The original Boy Scout neckerchief was not created just to denote the rank of the Scout in question. It had many uses, such as signalling and protecting the neck from sunburn. It was larger and did not contain the graphics seen on Scout neckerchiefs today. Making a traditional neckerchief and learning about its uses is a project that can help keep boys in touch with Scouting's past. Make a Boy Scout neckerchief on your own or make it a troop activity.
Choose a lightweight cotton fabric that is wrinkle resistant. Wash before making your neckerchief so that any shrinkage or fading occurs before sewing.
Measure and cut out a 33- by 33-inch square.
Fold down one-eighth inch along one side of the square, then fold down again one-eighth inch. This will hide the unfinished edge when you hem the sides. Pin in place and repeat for the other three sides of the fabric.

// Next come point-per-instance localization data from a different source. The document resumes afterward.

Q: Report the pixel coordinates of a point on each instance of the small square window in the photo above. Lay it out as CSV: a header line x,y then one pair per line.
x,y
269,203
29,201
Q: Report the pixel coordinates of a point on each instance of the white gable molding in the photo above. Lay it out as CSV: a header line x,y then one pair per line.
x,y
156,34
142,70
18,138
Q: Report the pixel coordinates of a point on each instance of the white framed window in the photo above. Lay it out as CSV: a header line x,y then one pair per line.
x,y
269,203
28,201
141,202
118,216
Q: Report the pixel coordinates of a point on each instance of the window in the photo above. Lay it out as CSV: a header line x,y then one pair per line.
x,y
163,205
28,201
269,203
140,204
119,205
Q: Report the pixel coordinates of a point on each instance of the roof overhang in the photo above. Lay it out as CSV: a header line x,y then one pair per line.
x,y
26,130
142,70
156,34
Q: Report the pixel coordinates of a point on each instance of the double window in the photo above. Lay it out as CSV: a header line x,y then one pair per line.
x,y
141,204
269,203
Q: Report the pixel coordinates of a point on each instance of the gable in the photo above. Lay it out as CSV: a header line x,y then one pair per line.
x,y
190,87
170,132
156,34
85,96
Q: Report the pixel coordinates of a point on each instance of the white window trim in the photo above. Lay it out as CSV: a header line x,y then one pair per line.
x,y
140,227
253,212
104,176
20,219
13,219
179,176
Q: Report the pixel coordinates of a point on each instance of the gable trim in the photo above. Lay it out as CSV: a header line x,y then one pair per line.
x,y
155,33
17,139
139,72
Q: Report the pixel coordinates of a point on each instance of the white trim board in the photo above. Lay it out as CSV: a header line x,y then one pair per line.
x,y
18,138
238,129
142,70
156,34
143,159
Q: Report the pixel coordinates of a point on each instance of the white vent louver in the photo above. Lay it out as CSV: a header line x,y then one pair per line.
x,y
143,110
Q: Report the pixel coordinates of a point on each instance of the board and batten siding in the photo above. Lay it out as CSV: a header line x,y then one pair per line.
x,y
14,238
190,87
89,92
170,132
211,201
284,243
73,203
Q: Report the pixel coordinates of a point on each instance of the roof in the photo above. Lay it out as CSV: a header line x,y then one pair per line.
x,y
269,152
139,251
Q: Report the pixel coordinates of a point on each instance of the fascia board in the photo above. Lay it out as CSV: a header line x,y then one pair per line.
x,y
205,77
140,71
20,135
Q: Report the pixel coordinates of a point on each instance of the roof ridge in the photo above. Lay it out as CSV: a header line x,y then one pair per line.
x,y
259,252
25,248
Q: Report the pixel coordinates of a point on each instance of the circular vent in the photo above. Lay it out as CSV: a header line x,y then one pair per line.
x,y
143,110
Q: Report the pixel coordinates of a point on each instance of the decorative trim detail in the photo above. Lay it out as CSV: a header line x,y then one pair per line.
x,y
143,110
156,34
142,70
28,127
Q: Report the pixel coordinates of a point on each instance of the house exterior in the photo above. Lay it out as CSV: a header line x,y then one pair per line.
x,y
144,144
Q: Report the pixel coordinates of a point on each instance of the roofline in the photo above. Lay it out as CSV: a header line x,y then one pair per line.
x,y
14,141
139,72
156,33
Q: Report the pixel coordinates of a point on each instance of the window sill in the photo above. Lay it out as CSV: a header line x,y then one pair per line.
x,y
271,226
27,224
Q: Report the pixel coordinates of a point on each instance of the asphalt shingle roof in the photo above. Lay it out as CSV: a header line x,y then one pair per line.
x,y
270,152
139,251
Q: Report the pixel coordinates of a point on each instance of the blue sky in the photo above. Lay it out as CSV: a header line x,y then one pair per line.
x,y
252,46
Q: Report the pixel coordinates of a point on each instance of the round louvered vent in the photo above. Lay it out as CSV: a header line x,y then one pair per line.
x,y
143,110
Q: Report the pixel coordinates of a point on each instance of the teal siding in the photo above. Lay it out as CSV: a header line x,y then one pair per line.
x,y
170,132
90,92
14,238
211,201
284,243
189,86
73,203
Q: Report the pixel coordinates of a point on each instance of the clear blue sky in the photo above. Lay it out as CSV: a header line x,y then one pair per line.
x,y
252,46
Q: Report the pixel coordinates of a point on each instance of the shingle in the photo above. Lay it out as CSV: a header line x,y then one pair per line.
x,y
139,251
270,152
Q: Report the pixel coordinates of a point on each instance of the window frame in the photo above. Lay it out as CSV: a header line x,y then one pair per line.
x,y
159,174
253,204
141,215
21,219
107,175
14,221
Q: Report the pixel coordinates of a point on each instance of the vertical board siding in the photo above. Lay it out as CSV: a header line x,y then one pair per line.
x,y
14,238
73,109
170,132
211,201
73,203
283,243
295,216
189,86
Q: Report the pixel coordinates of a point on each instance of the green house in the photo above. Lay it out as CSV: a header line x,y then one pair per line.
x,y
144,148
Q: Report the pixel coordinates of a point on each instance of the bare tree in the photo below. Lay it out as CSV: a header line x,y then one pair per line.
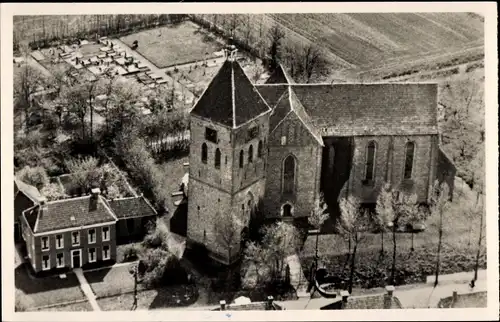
x,y
440,203
316,219
353,223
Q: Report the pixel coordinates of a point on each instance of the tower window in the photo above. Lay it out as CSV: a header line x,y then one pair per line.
x,y
250,154
289,175
370,161
409,157
204,153
217,158
211,135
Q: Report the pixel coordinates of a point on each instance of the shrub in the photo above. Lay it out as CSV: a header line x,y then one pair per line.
x,y
131,253
35,176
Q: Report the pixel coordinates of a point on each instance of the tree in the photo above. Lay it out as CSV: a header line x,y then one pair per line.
x,y
399,207
27,82
353,223
35,176
440,203
227,230
316,219
53,191
276,34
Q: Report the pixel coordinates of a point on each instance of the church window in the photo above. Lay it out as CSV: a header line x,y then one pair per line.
x,y
289,175
217,158
211,135
250,154
204,153
259,150
370,161
410,152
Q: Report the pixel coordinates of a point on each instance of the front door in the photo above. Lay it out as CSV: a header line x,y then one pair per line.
x,y
76,258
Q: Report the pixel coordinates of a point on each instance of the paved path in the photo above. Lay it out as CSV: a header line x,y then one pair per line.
x,y
84,285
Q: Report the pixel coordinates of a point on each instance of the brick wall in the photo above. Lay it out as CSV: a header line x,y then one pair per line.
x,y
84,246
307,152
389,163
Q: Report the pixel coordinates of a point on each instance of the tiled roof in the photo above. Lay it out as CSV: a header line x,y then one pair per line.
x,y
365,109
279,76
28,190
289,103
131,207
230,98
68,213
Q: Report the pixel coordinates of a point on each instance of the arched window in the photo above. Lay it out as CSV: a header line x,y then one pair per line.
x,y
409,156
217,158
287,210
370,160
259,150
250,154
241,159
204,153
289,175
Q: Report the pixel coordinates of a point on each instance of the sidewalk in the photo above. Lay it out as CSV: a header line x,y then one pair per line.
x,y
86,289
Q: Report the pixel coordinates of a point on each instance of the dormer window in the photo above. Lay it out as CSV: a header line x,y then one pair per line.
x,y
211,135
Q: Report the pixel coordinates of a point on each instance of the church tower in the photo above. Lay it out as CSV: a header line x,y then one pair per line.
x,y
227,163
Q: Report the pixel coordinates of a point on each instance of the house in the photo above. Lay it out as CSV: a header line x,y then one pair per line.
x,y
70,233
280,145
134,215
25,196
81,231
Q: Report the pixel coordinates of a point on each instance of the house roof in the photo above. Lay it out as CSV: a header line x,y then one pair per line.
x,y
68,213
131,207
289,103
230,98
364,109
279,76
28,190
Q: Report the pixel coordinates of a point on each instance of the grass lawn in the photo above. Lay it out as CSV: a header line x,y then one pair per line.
x,y
80,306
173,45
174,296
111,281
36,292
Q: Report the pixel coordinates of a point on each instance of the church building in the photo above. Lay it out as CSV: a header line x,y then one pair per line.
x,y
278,145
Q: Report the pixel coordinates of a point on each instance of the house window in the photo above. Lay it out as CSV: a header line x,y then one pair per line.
x,y
204,153
409,156
75,238
370,161
92,257
217,158
242,158
289,175
250,154
106,253
59,241
211,135
60,260
91,236
45,243
105,233
130,225
46,262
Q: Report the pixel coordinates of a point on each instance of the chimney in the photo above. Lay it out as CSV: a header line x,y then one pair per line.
x,y
269,303
94,197
388,296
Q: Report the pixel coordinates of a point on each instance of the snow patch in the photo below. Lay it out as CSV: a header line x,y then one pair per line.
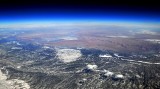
x,y
106,55
12,83
119,76
92,67
68,55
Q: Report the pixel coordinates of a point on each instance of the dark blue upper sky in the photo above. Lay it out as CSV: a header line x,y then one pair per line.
x,y
22,13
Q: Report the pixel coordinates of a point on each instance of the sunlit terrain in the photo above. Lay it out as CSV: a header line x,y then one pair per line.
x,y
80,57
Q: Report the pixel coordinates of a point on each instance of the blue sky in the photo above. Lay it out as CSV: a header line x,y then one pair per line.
x,y
44,15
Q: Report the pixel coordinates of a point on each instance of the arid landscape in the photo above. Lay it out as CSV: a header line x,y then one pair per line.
x,y
83,57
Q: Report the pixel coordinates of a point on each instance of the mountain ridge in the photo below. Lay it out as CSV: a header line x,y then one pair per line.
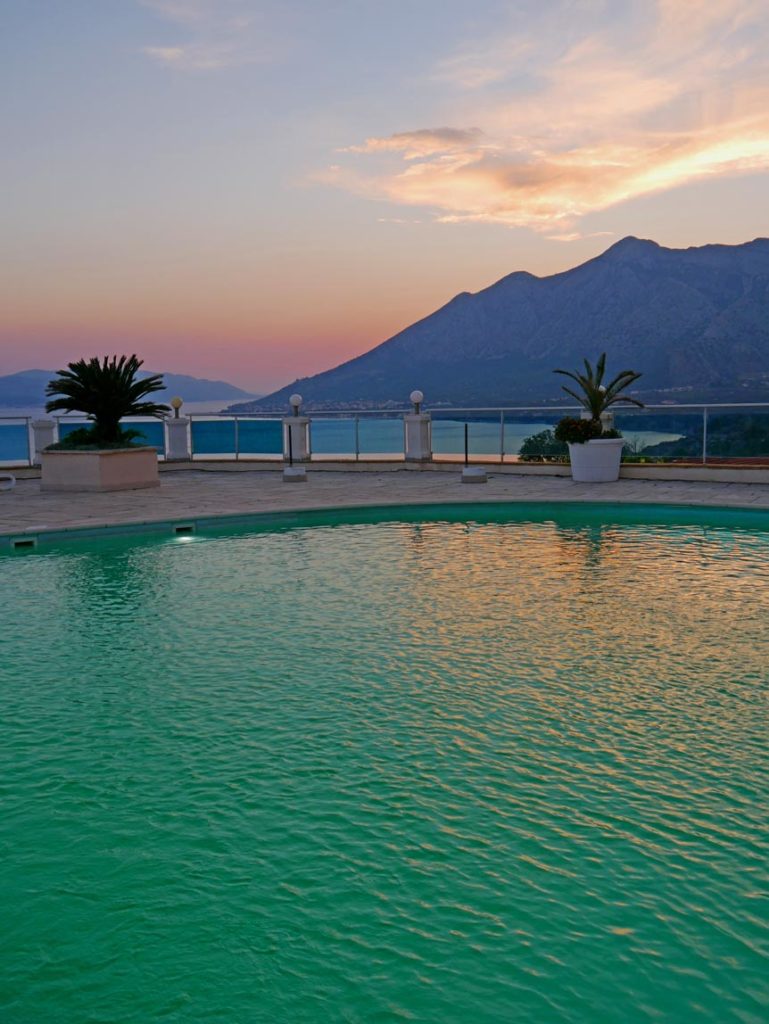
x,y
693,318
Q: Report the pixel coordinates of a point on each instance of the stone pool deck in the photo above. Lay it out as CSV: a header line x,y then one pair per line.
x,y
189,494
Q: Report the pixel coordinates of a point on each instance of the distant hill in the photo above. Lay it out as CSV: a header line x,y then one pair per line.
x,y
695,322
27,388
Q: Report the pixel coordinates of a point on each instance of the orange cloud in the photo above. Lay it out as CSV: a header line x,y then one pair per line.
x,y
601,123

Sew along all the seams, taking care to keep your corners square. Trim off any loose threads.
Fold the neckerchief in half corner to corner to make a triangle. Fasten as you would a modern neckerchief but wear it on top of the collar instead of underneath.
Screen print, stencil, or purchase a troop patch to decorate the back of your neckerchief.
Handmade neckerchiefs are not part of the official uniform, so avoid wearing it at official intertroop functions.